The teachers also told me about a Chinese man they met who was walking from Vancouver BC to Alaska. His name is X, and he's tall and skinny. They fed him a few hot dogs and off he went to continue his trek. They also said to throw him an apple if I see him. Alas, I didn't see Mr. X.

Along the way I stopped at 108 Mile Ranch Heritage Site, which began in 1867 as a post house along the Cariboo Trail. The Cariboo is a region of British Columbia along a plateau stretching from the Fraser Canyon to the Cariboo Mountains. The name is a reference to the caribou that were once abundant in the region. In the 1900s the 108 mile Post House became a horse and cattle ranch. It is beautifully sited along the river.

The Post House


Barn


Carriage House


Church


A bit of historic British Columbia architecture


My campsite in Quesnel


Tonight I'm staying near Houston BC, in an RV park. My neighbors are from Nevada and are traveling in a caravan with three other RVs, headed for Alaska. They invited me to travel with them, but I politely declined - two of the couples were having a heated argument about the best way to get to Whitehorse. One couple wants to load all four huge RVs onto the ferry from Prince Rupert to Skagway, and the other couple wants to drive.

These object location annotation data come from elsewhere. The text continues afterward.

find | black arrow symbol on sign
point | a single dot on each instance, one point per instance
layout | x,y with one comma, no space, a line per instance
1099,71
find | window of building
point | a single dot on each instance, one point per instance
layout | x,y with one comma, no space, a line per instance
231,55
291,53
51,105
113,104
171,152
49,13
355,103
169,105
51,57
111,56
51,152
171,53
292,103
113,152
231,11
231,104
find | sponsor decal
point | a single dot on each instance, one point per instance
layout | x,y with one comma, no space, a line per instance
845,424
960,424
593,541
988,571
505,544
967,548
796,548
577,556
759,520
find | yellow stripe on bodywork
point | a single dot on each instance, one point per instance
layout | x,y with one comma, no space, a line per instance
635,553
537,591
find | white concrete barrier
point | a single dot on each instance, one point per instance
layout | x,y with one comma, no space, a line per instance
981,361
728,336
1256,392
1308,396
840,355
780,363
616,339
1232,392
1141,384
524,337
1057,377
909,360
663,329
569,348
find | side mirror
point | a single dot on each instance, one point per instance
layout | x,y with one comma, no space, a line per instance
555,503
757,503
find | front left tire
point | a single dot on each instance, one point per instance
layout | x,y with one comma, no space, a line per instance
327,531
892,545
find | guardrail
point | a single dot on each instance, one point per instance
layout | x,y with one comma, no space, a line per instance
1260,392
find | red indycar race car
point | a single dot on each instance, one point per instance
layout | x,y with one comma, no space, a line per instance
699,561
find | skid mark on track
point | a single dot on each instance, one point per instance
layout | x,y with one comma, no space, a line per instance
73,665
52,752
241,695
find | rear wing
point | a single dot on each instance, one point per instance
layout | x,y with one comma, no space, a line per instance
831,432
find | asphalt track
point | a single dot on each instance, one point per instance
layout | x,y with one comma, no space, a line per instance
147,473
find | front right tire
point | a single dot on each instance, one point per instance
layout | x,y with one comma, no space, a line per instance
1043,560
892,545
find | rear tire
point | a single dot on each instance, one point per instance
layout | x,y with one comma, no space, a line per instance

I'll continue my peaceful journey with my loyal dog for company.

Tomorrow I hope to visit a site in Gitanyow with very old totems. Perhaps I'll stay in the provincial park there, named Anhuluut’ukwsim Laxmihl Angwinga’Asanskwhl Nisga’a (a.k.a. Nisga’a Memorial Lava Bed Park). The park is a cultural site of the Nisga'a people.

Mosquitos here fly and bite in pouring rain.